The Devil and Webster
Page 15
She accepted only one media request to discuss the Stump protest, from the college’s own student daily; everyone else got the boilerplate statement, curtly emailed by Mrs. Bradford:
Webster College is an educational institution at which we attempt to learn from one another as much as we learn in the classroom. This is an opportunity for our students, indeed for all of us at Webster, to do just that, and we will continue to support this nonviolent student action, in hopes that the exchange of ideas will benefit the entire Webster community.
It satisfied none of them, of course. It satisfied her least of all, but the parameters were clear, and terrifying.

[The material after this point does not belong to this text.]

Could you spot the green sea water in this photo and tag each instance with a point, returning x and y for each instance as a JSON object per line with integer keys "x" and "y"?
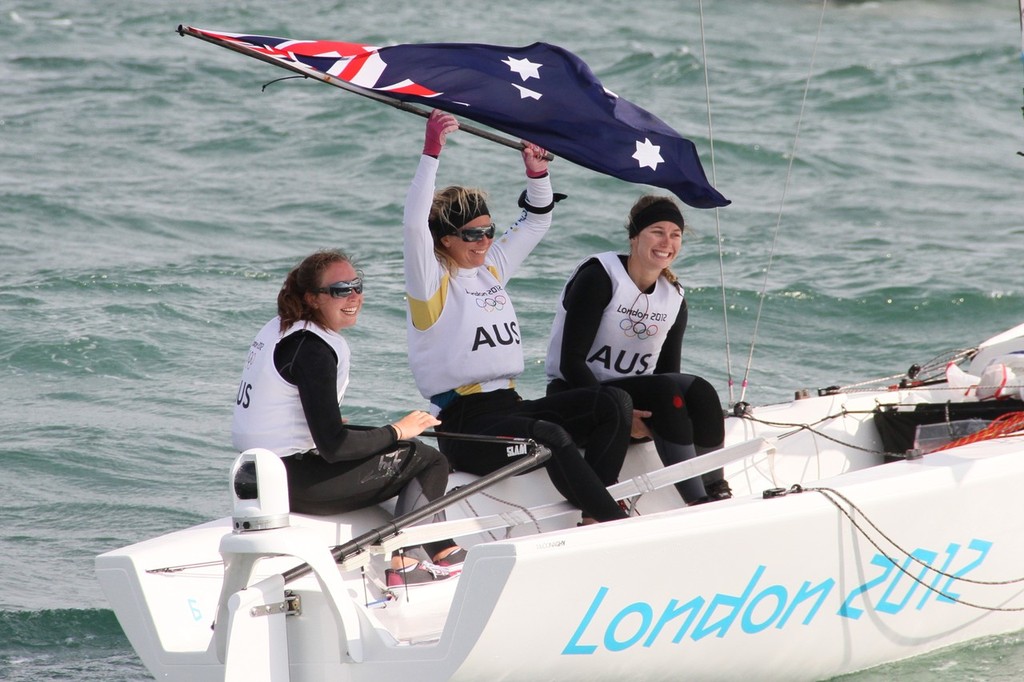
{"x": 153, "y": 197}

And she would not be the college president who opened her institution up to a very winnable lawsuit.
“You know,” said Douglas Sidgwick one morning in the middle of December, “this has actually happened before.”
He’d come upstairs, unnecessarily, to present her with a hard copy of the formal proposal for the Native American Gathering—the term reunion had been jettisoned in favor of this warmer alternative—now scheduled for the first weekend in April: a gathering at the First Nations Center, dinners at the Webster Inn and the Alumni House, panels on the history and the individual stories and the current state of the Native American studies program. April was far, far in the future, Naomi told herself. All of this would be long concluded by then.

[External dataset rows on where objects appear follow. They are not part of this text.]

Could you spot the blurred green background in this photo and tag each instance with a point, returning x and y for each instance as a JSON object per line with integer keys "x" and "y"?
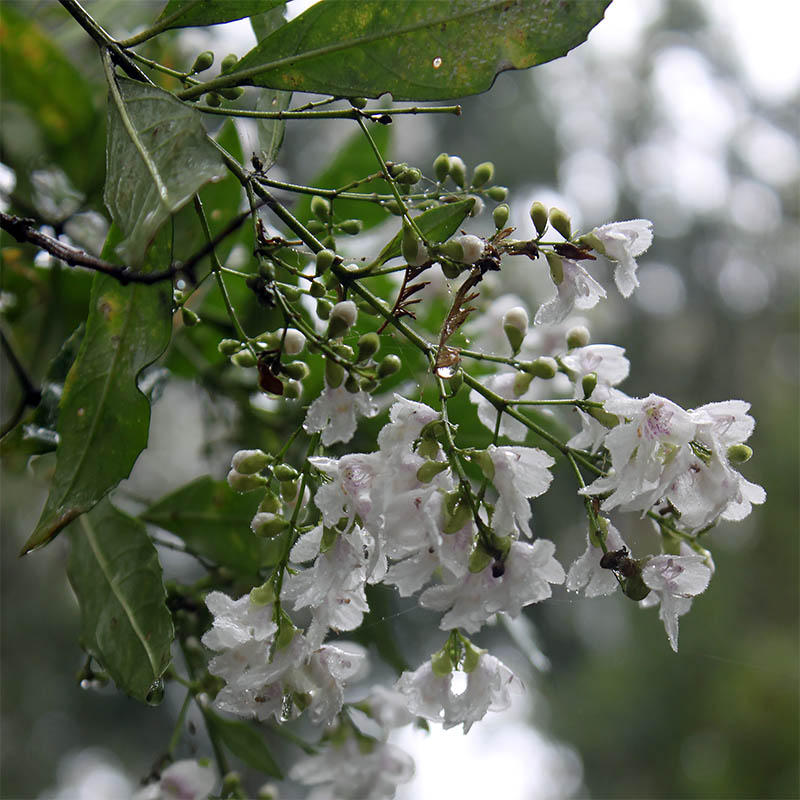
{"x": 681, "y": 111}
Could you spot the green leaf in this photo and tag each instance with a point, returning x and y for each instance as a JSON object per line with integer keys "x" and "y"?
{"x": 103, "y": 418}
{"x": 115, "y": 574}
{"x": 438, "y": 224}
{"x": 353, "y": 161}
{"x": 188, "y": 13}
{"x": 415, "y": 50}
{"x": 214, "y": 521}
{"x": 158, "y": 156}
{"x": 245, "y": 742}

“Has it?” she asked. She was surprised, and sort of relieved. Good.
“Well, not exactly this…configuration, of course. But we did have a protest encampment around the Stump in the 1950s, and I believe it lasted for several days.”
“Really?” Naomi sat back in her chair. She hated the note of childish hopefulness in her voice. “What was it about?”
“Well, there was a student the college admitted in 1956, named Luther Merrion. From…I want to say Indiana. Arrived here to register for classes with the rest of his class and everybody was surprised to see that Mr. Merrion was not white. The registrar refused to let him register, and there was a protest. The students started gathering around the Stump and they stayed out all night, and for a few days after that, till it was resolved.”
Naomi nodded in satisfaction. It made her happy to think that Webster had made such a gesture, so out of character, so distinctly ahead of its time. “You know,” she told Douglas, “it’s great to hear that. There were very few college students who would have protested like that in the 1950s.”
“Well, I don’t know about that,” Douglas said.
“You kidding? Defending a black student’s right to register before the civil rights movement was even under way? It’s amazing. Yay, us.”
“Oh.” Douglas seemed lost for a moment. “Well, yes, but that wasn’t why they were out there. They were making sure the college turned him away, is what was actually going on. And I mean, the boy was staying at a faculty member’s house while it was decided, which took a few days. But if he’d been on campus things might have gotten really…”
She stared at him. It all took a moment to work out. “I see,” she finally said.
“Yes. So. Definitely a precedent for camping out around the Stump! But very different circumstances, obviously.”
Sometimes, often, she forgot what Webster had been like. Before Sarafian. Before blacks, Jews, women, LGBT people, anyone who was not a white male. And then someone told her a story like this.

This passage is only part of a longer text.